E in internet ci vanno 3 italiani su 4; 9 su 10 hanno un cellulare, per 7 è uno smartphone. In rete ci vanno un po’ tutti. Praticamente tutti i giovani frequentano abitualmente la rete, contro un terzo dei vecchi, che non è detto siano meno creduloni. Spudorate bugie circolano anche fuori dalla rete, ovviamente, ma qui è più facile trovarne di ogni tipo, per ogni gusto e contribuire a diffonderle.
Due libri recenti possono aiutarci a comprenderne ragioni, diffusione e pericoli: “La Democrazia dei creduloni” di Gérald Bronner e “La congiura dei somari” di Roberto Buriani. Ci confermano che le bugie possono sì avere gambe corte, ma veloci e instancabili. Soccorrono, potenziate dalle tecnologia, il bisogno di credere, che non è solo, né principalmente italiano. Di nuovo c’è il dileggio di chi chiede una verifica attenta delle fonti e delle notizie, di chi non si insedia nella post-verità, o post-truth, nella lingua neopompeiana. Sono risalito a fonti precedenti e comunque estranee ai media attuali, a quando media si diceva così e non “midia”. È uno scritto redatto su sollecitazione di un amico.

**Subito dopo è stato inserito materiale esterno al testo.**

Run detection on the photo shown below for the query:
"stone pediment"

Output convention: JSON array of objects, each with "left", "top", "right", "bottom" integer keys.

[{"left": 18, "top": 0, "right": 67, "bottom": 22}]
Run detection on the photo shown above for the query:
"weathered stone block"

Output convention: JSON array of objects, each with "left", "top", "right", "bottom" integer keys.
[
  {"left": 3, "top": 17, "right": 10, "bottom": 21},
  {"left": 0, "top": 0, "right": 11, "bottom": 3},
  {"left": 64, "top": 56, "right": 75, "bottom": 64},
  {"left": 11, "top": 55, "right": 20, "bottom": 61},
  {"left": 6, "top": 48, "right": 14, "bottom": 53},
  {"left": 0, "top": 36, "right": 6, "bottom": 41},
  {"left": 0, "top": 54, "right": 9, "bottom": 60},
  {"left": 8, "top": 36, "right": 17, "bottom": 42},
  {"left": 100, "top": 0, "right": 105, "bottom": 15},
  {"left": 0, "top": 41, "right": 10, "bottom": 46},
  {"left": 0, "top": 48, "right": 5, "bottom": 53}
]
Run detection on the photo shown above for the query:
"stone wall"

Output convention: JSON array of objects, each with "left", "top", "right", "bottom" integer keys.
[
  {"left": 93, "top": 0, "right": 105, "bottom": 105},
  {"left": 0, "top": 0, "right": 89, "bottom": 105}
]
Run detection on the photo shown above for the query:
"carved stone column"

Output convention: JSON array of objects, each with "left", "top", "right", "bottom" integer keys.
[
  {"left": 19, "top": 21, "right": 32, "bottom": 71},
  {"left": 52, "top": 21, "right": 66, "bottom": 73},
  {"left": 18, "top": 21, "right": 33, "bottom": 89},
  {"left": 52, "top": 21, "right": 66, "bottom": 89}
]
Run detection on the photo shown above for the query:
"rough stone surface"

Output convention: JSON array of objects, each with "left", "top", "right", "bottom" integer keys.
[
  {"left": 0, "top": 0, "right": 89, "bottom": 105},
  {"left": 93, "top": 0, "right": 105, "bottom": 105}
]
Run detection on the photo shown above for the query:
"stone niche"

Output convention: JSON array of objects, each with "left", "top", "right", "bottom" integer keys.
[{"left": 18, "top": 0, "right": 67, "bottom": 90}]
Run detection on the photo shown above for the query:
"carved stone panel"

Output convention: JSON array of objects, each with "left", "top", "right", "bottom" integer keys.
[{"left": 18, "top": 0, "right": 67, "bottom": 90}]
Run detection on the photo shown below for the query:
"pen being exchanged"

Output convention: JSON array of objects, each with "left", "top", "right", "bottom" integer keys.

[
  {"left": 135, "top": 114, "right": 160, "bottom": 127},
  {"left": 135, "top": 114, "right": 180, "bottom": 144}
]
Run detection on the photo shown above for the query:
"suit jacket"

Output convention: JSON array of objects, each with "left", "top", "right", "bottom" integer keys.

Ancora mi stai alla verità…siamo oltre…
Penso dunque sono, credo dunque ho ragione, mi suggerisce un amico. Ma senza la credenza, assicura Gadamer, non vi sarebbe dubbio e – aggiungo io – per di più piatti e pentole starebbero sul pavimento. È che del credere e del non credere bisogna fare il giusto uso. Non è che chi non crede più a Dio non crede a nulla – scrive Chesterton – crede invece a tutto. È almeno un rischio che corre quanto il credulone. Diceva invece mio zio Rübes di Suzzara “Tö sia Rösina dis… ma l’è na söra l’ha cred a tüt”.

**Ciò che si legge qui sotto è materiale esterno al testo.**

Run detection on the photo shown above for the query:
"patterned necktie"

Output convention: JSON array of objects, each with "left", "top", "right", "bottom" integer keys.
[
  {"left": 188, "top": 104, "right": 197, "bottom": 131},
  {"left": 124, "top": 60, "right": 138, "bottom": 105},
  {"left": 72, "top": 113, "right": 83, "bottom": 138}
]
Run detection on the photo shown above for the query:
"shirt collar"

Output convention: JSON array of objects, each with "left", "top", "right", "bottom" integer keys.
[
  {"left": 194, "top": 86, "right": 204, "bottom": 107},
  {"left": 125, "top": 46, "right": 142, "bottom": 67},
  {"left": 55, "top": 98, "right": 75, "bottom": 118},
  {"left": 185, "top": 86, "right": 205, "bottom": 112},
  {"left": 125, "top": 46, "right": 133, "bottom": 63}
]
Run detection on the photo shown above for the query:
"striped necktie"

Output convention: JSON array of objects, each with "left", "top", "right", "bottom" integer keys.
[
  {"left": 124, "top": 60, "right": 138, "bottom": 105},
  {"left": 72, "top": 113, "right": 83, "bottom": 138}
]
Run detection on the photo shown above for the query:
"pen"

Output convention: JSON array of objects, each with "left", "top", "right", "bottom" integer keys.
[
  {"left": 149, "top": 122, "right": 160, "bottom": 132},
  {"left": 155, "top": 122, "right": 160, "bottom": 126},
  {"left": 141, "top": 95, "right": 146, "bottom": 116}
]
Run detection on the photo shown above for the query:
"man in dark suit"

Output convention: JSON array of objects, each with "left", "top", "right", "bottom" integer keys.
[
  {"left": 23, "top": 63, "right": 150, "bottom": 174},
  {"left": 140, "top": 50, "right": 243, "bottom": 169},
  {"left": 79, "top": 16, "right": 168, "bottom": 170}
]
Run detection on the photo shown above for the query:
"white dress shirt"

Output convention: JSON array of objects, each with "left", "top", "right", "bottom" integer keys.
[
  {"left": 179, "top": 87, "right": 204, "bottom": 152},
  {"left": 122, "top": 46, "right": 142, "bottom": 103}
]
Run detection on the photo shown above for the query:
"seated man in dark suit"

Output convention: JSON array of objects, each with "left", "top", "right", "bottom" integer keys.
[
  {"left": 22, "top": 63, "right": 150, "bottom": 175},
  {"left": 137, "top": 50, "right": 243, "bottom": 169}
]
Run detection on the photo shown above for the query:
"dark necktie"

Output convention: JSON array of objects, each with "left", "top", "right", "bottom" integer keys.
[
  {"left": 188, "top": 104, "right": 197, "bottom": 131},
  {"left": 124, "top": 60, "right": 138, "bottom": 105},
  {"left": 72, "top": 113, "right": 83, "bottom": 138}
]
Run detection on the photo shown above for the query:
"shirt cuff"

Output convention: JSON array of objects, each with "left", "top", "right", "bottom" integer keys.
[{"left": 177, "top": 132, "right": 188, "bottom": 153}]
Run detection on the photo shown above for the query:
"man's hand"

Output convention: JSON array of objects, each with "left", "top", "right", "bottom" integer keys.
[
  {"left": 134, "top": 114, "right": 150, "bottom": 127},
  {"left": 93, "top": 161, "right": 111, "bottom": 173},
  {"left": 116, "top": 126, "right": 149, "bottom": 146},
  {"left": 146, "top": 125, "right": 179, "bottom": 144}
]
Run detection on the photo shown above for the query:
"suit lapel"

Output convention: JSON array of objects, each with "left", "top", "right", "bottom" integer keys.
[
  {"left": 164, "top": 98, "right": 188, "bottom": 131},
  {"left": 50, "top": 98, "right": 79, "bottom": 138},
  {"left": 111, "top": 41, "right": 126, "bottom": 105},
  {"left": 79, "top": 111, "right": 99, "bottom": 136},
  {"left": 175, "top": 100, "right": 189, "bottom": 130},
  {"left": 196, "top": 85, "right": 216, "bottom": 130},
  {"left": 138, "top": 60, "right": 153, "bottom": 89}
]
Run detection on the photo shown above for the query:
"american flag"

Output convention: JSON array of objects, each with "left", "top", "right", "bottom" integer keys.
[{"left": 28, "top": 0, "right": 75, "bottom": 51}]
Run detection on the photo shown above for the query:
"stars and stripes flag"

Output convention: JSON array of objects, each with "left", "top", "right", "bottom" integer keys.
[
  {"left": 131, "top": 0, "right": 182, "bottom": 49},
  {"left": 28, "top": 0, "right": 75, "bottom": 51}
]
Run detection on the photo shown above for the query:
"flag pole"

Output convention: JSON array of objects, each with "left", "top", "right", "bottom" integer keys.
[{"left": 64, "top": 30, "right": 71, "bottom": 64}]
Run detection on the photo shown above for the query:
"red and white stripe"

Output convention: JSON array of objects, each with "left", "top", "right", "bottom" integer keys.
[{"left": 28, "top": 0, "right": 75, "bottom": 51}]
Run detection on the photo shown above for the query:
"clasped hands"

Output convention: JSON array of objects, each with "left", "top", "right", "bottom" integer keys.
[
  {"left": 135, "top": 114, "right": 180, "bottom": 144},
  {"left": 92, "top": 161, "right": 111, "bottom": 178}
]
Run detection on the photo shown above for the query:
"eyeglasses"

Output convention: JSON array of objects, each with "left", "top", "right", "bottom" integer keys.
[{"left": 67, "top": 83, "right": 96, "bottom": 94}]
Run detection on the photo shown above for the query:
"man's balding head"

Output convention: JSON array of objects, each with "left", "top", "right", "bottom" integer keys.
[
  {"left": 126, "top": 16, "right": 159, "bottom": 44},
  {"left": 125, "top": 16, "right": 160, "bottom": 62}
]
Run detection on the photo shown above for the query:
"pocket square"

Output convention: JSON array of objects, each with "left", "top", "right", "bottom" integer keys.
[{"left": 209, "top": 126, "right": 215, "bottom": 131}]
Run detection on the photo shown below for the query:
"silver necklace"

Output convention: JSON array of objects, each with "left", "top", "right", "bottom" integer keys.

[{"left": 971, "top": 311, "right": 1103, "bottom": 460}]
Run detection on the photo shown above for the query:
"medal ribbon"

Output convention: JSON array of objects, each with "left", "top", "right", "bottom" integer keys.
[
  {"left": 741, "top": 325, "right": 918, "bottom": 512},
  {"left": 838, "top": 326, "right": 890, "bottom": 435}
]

Ho conosciuto due credenti, uno attraverso gli scritti. “Per me Dio è la verità – scriveva – ma preferisco dire che la verità è Dio, così da essere assieme a tutti nel cercarla”. E ci teneva tanto da sostituire la bella parola ahimsa (nonviolenza) con satyagraha (la forza o la fermezza nella verità) alla quale la nonmenzogna aiuta ad avvicinarsi. Si chiamava Gandhi e ha intitolata la sua biografia “Storia dei miei esperimenti con la verità”. Oggi avrebbe avuto altro con cui confrontarsi. L’altro lo conosco di persona: ha indossato un saio, che gli sta benissimo. Dice semplicemente “an sa na vrità da ki a lì”. E questo mi aiuta a pensare.
Come Pilato, che lo ripeteva ogni volta che si lavava le mani, non sappiamo “Quid est veritas?”. E post veritas allora?. C’è una dea dal nome suggestivo, che ci potrebbe aiutare. È Postverta, dea della profezia, presiede ai parti complicati e spesso, allora, sfortunati. È la faccia trista della gemella siamese Prorsa, che conduce a buon termine il parto, canta ed è attiva e prudente. Non così Postverta – assieme a Prorsa forma la duplice dea Carmenta – ispira pessimamente le carmente, profetesse entusiaste, quasi carentes mentes, senza cervello cioè. Ora la sua influenza pare essersi estesa anche ai carmenti, operativi ovunque e carentes mentes del pari.
Il parto del lessema – suona meglio di “parola”- post-verità, tradotto da post-truth, ha avuto grande successo. Postverta presiedeva al parto podalico, qualche volta con successo, quando cioè il neonato si presentava all’uscita con le natiche e non colla testa. Il culto e la pratica della post-verità caratterizza invece chi, comunque nato, usa le natiche per credere e, e si fa per dire, per ragionare. Post veritas è dunque verità dal di dietro, come veritas post è verità in secondo piano.
Confidiamo che i fatti abbiano la testa dura e che, con i loro assidui ricercatori, possano aver ragione dei cultori e diffusori di post verità. Sono paranoici sociali, più contagiosi e pericolosi dei paranoici psichiatrici, perché capaci di coinvolgere altri nei loro deliri. Non sono simpatici come mastro Tanè, che negava essere gli americani andati sulla luna. “E come ci andavano addà?” diceva indicandola grande e lontana nel cielo di Rossano. All’obiezione che i russi allora li avrebbero smascherati, obiettava trionfante, unendo le due mani con gli indici tesi, “Su d’accorde”.